1 Department of Nutrition and Dietetics, Faculty of Health Sciences, Arab University of Beirut, Beirut, Lebanon; 2 Department of Biomedical, Metabolic and Neural Sciences, University of Modena and Reggio Emilia, Modena, Italy; 3 Division of Geriatrics, Department of Medicine, Healthy Aging Center, University of Verona, Verona, Italy; 4 Division of Geriatrics, Department of Medicine, Ospedale Ca’ Foncello ULSS2 Treviso, Treviso, Italy; 5 Centro Italiano per la cura e il benessere del paziente (C.I.B.O), Unit of Endocrinology, Department of Clinical Medicine and Surgery, University Federico II, Naples, Italy; 6 Department of Human Sciences, Pegaso Telematic University, Naples, Italy; 7 Department of Clinical Medicine and Surgery, Section of Endocrinology, University Federico II, Naples, Italy; 8 UNESCO Chair for Health Education and Sustainable Development, Federico II University, Naples, Italy

INTRODUCTION: Our aim was to summarize the available literature on three yet unsolved questions, namely: 1) the dilemma surrounding definition of sarcopenic obesity (SO), especially in young adults; 2) the potential impact of this phenotype on weight-loss programme outcomes; and 3) the strategies for optimum management (prevention/treatment) of SO in clinical practice.

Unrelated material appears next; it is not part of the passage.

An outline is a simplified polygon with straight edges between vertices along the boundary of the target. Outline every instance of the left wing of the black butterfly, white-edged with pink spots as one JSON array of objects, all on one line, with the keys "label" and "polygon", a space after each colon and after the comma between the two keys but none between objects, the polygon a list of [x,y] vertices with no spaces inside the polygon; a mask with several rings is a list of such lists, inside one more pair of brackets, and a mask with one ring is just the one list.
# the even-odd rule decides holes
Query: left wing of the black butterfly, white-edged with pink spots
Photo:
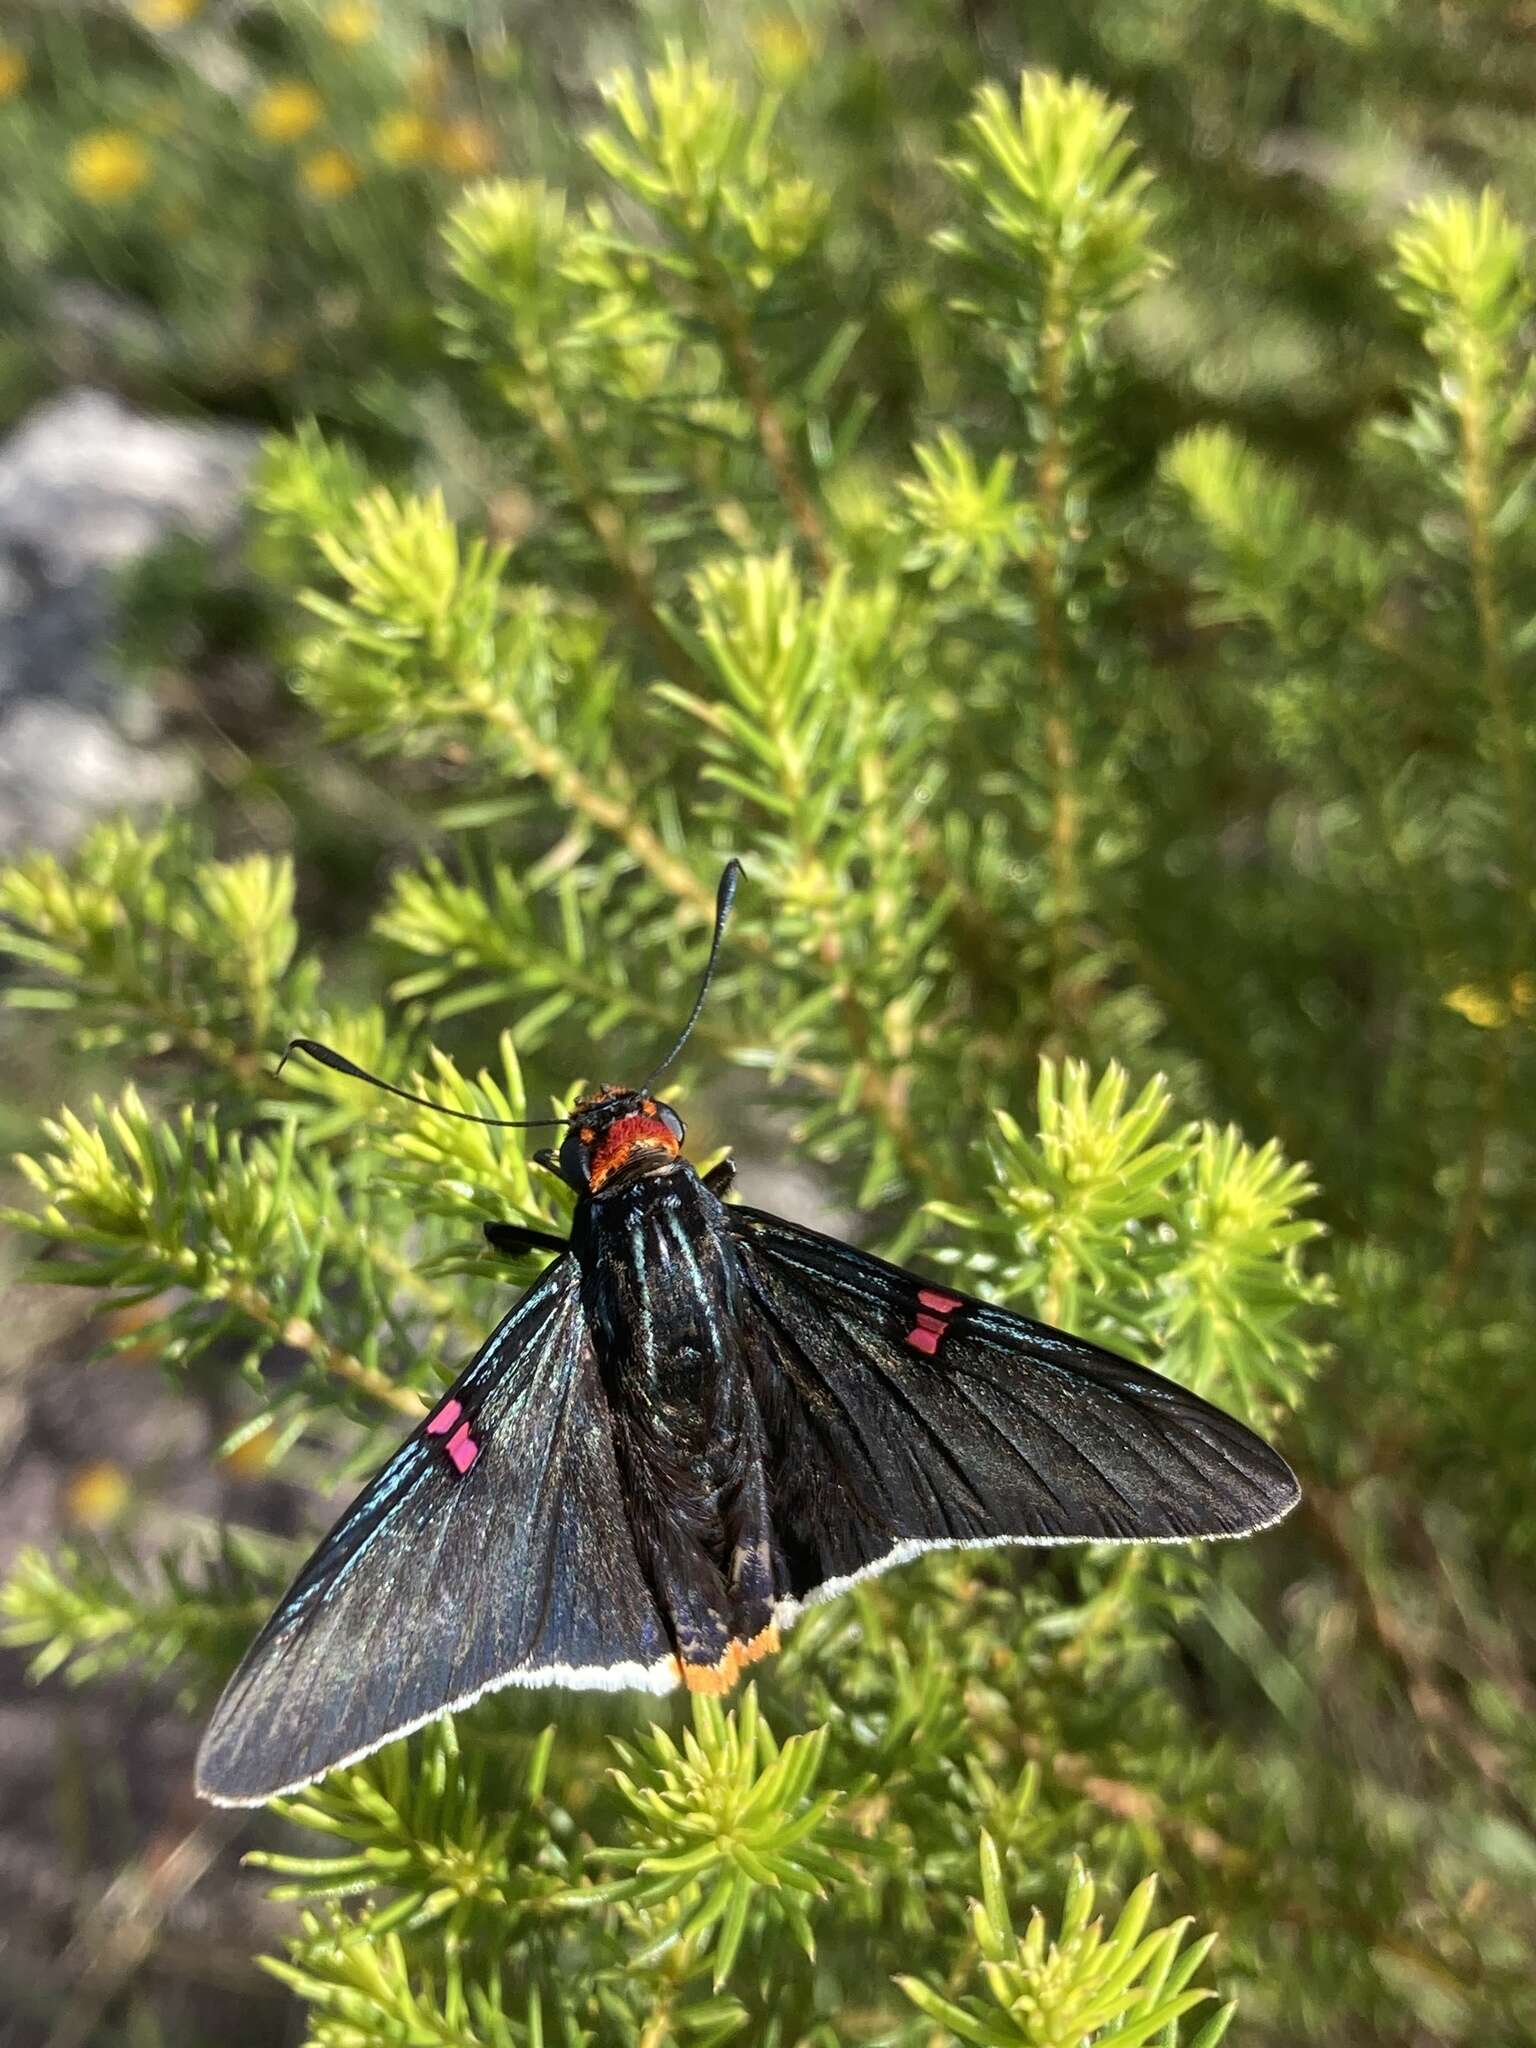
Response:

EVIDENCE ACQUISITION: A literature review using the PubMed/Medline database was conducted, and data were summarized based on a narrative approach.
EVIDENCE SYNTHESIS: Firstly, SO can be screened by the 30-sec sit-to-stand test; ≤25 and ≤21; and confirmed by the ratio of (appendicular lean mass/Body Mass Index) ≤0.789 and 0.512 in males and females, respectively. Secondly, SO is associated with impaired physical fitness, reduced resting energy expenditure and an inactive lifestyle, that seems to negatively impact on weight-management outcomes, namely increasing early dropout and difficulty in maintaining weight loss in the long term. Finally, prevention/treatment of SO in young adults must be realized through tailored lifestyle intervention (diet+exercise) to preserve and improve strength and muscle mass, even where weight loss is necessary.
CONCLUSIONS: Our findings have clinical implications since they may help in screening, managing and improving the weight-loss outcomes of patients with SO in clinical settings.